‘Tammy’ Movie Review – A Step Back
Hollywood goes through trends, multiple trends really. Putting aside some of the obvious ones, like zombies and vampires, we could almost count star Melissa McCarthy as a trend herself. After her breakout role in 2011’s comedy Bridesmaids, she became a hot commodity. Since then, she’s appeared in This is 40 and The Hangover: Part III, but more importantly, she was front-and-center in Identity Thief and The Heat. McCarthy is a star because she’s unassuming and brash at the same time. The problem is the characteristics are starting to become a cliché and McCarthy is feeling the heat (no pun intended) more in this week’s release of Tammy.
From the start, Tammy (McCarthy) is having a bad day. On her way to her crappy job, where she’s managed by her crappy boss (Ben Falcone), in her crappy car, her day completely unravels. The mess continues after she’s fired and finds her husband (Nat Faxon) cheating on her. The day seemingly couldn’t get any worse, so Tammy turns to her grandma (Susan Sarandon) as an escape.
The comedy relies on their ensuing road trip that sees them acting like immature adults while deflecting their real problems.
I get it. It’s a comedy, so the situations (which include a jet-skiing accident, a robbery, and a lesbian-only 4th of July party) are absurd on purpose. They’re trying to be funny. On the surface, and certainly within the script (that McCarty co-wrote with Falcone, her husband), these seemed like they would be funny.
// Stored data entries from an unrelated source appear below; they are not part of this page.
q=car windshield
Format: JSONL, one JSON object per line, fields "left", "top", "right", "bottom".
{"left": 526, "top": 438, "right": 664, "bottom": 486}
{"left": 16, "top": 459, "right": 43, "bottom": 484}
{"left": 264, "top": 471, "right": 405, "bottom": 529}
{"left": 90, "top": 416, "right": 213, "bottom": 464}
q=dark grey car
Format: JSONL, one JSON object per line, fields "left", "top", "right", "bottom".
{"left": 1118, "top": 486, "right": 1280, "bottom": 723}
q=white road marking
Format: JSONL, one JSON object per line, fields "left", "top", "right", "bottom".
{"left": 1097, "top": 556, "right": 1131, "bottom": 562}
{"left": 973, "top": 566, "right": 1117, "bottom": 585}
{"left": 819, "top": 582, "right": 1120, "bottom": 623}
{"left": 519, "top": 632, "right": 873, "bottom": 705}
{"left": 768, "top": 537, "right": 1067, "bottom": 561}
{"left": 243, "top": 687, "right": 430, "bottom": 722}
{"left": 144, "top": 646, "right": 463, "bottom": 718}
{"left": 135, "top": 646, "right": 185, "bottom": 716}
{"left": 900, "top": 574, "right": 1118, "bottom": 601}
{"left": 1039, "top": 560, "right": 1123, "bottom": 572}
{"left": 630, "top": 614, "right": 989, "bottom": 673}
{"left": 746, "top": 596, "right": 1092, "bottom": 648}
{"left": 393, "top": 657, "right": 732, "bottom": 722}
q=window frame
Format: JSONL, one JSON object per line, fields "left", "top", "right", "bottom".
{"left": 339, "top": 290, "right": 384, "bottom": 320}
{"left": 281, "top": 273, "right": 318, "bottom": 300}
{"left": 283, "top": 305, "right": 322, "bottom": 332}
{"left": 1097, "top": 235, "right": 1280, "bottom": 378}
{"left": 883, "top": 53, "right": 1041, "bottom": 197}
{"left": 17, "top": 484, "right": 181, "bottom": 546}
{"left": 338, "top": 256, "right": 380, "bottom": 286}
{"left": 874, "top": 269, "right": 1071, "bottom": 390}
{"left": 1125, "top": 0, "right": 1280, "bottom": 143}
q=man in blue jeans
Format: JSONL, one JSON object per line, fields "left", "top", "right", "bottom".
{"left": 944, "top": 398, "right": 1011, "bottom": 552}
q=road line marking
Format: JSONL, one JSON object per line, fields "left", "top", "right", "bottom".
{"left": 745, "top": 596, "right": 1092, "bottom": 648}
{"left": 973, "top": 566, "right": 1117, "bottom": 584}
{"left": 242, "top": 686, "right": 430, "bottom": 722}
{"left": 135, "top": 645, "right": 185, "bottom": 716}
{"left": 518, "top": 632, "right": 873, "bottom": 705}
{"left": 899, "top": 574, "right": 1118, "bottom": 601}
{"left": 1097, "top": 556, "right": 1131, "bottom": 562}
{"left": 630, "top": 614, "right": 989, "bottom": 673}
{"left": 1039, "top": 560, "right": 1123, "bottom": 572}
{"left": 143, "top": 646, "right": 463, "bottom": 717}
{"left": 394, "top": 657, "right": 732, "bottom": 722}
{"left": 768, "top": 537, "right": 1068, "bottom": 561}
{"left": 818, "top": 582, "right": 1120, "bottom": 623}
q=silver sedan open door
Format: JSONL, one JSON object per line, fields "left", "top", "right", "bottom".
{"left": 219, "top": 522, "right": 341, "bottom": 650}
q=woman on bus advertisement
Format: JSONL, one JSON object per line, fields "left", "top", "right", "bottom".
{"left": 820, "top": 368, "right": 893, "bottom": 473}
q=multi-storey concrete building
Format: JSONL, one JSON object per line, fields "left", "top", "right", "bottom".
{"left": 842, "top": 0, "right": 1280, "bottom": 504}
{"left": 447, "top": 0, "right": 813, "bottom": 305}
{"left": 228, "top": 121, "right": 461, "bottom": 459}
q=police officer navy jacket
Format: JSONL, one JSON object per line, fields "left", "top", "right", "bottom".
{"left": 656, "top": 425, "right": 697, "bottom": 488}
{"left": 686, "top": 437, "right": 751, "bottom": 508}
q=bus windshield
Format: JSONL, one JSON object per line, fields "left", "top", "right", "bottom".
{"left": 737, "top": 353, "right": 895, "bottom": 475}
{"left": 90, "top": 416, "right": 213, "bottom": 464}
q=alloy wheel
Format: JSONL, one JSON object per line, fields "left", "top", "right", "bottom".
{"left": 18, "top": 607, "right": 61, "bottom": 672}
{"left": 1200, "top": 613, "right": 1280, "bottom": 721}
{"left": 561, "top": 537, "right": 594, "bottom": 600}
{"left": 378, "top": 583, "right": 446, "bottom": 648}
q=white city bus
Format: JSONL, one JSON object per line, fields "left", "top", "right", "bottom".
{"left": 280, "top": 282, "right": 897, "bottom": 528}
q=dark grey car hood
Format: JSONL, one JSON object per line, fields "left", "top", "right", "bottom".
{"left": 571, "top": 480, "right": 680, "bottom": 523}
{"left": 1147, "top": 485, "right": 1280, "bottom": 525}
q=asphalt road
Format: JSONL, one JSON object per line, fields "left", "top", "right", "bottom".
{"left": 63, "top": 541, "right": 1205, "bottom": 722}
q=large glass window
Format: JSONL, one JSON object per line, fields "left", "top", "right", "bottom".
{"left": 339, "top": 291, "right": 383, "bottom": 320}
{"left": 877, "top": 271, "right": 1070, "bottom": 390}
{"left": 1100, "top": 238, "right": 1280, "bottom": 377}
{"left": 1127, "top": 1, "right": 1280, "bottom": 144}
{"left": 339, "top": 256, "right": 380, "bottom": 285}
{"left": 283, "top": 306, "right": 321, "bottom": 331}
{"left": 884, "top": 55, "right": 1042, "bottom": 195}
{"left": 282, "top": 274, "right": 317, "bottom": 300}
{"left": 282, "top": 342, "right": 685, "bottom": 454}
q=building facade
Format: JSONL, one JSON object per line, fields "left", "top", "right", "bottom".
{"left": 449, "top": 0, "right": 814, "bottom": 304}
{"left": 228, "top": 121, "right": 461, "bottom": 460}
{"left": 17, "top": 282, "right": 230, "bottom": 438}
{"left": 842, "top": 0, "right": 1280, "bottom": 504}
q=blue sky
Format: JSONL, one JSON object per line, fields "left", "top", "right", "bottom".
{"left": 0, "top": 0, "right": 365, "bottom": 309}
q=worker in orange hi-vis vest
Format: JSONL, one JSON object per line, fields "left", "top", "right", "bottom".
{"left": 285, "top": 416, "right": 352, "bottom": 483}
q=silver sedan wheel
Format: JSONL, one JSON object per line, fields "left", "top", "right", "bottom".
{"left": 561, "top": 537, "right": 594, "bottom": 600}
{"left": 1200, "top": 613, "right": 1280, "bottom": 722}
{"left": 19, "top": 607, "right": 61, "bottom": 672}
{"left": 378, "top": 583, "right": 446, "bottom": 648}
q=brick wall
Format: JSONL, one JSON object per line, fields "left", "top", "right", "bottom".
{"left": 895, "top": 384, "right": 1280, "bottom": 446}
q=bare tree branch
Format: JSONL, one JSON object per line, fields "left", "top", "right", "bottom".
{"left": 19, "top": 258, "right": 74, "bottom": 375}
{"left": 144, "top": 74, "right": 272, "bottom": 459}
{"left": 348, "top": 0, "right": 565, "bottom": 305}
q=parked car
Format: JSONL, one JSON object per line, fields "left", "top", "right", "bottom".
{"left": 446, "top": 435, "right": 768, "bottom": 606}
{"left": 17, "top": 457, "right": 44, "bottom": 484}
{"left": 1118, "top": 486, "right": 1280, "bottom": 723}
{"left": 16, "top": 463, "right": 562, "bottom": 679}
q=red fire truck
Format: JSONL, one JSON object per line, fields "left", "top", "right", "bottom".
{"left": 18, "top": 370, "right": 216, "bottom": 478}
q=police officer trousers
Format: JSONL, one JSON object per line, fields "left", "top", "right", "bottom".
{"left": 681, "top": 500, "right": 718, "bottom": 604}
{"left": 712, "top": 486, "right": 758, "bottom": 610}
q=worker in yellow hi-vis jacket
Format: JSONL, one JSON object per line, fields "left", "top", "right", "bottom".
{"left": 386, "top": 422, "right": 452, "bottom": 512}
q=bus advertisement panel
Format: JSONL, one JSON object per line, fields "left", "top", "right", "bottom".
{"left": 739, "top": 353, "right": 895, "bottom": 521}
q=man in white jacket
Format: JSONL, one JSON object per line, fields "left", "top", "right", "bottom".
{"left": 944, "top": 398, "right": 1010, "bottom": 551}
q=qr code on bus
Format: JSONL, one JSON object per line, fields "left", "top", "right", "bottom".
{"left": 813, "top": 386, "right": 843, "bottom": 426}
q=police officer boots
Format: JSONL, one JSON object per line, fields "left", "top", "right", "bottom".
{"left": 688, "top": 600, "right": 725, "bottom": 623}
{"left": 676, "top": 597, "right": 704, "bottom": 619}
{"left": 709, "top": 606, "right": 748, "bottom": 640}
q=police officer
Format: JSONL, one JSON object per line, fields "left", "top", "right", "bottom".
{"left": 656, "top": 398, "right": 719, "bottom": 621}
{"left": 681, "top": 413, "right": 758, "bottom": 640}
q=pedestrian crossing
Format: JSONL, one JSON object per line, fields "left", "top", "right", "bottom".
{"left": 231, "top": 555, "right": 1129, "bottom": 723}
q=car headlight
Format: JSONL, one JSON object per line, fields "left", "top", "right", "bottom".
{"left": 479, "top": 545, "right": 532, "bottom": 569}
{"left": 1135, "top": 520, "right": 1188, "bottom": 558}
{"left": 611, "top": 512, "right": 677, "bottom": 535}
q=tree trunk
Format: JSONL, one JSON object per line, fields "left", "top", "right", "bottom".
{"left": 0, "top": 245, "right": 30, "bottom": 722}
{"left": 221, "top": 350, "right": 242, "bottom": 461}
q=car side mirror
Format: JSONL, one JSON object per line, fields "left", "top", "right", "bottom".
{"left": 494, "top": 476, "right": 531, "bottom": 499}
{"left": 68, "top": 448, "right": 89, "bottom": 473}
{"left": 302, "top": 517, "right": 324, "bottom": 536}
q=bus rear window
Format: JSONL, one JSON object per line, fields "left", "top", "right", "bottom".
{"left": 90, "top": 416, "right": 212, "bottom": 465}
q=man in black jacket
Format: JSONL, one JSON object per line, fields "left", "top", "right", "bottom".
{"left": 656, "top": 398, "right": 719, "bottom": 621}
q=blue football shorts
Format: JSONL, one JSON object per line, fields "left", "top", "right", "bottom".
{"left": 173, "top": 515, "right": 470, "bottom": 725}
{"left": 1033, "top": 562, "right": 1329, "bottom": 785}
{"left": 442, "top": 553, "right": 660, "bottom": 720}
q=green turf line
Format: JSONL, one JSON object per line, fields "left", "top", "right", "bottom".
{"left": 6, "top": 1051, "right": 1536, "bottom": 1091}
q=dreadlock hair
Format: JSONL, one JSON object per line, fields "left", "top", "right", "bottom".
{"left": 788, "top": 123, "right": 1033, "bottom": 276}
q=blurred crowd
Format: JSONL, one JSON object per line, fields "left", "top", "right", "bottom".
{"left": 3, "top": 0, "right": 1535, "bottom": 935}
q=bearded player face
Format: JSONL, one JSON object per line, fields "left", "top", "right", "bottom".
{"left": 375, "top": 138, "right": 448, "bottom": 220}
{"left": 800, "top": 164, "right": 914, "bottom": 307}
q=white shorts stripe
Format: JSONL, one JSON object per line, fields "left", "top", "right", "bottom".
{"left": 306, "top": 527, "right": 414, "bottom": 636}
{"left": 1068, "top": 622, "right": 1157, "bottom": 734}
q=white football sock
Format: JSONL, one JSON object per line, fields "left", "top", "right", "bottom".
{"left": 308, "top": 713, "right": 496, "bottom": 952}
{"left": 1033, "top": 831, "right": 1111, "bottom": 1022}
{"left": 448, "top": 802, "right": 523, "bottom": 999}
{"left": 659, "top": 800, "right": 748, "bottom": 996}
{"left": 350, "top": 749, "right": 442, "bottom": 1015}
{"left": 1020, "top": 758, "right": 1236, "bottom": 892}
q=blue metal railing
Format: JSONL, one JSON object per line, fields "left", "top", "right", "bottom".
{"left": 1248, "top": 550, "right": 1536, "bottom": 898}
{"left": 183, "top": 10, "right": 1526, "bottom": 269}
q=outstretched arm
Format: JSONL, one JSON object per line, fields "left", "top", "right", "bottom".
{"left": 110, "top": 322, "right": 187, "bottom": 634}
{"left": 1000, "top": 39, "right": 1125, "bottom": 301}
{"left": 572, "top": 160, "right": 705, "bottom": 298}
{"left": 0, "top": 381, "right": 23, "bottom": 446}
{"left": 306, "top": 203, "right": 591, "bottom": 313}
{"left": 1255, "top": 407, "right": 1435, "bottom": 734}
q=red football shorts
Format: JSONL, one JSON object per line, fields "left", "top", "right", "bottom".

But, they weren’t. Tammy, both the movie and the character, miss on practically every joke. Don’t get me wrong, I am a fan of McCarthy. I’m also a fan of jokes that are set-up well and characters that are legitimately funny.
The closest we get to that is Becky (Sarah Baker), one of the fast-food employees. Becky is about the only interesting side character – or character at all. Unfortunately, Bobby (Mark Duplass) is the exact opposite of interesting.
I actually point to Bridesmaids as part of the reason this is such a disappointing turn for both McCarthy and Hollywood as a whole. Before Bridesmaids, finding a comedy led by women that was actually good was very difficult. This is especially true when you think about big studio films.
It’s a problem that all of Hollywood is dealing with, not just comedies, because women are hugely underrepresented. When a movie with a strong leading lady (Zero Dark Thirty, The Hunger Games films, and etc.) works, it shows signs of improvement within the industry. Tammy is about the opposite of Bridesmaids, though, because the women characters are paperthin.
I don’t blame Melissa McCarthy completely for riding her hotstreak. Hollywood is a fickle place, and you’ve got to do what you can while you’re the “in” commodity. However, I can partially blame her for how flat Tammy feels because she had a hand in the script (and thus, her character). I wish I could’ve enjoyed the movie but when a comedy isn’t funny, it makes it very difficult.
Tammy released today in wide release; therefore, it should be playing near you!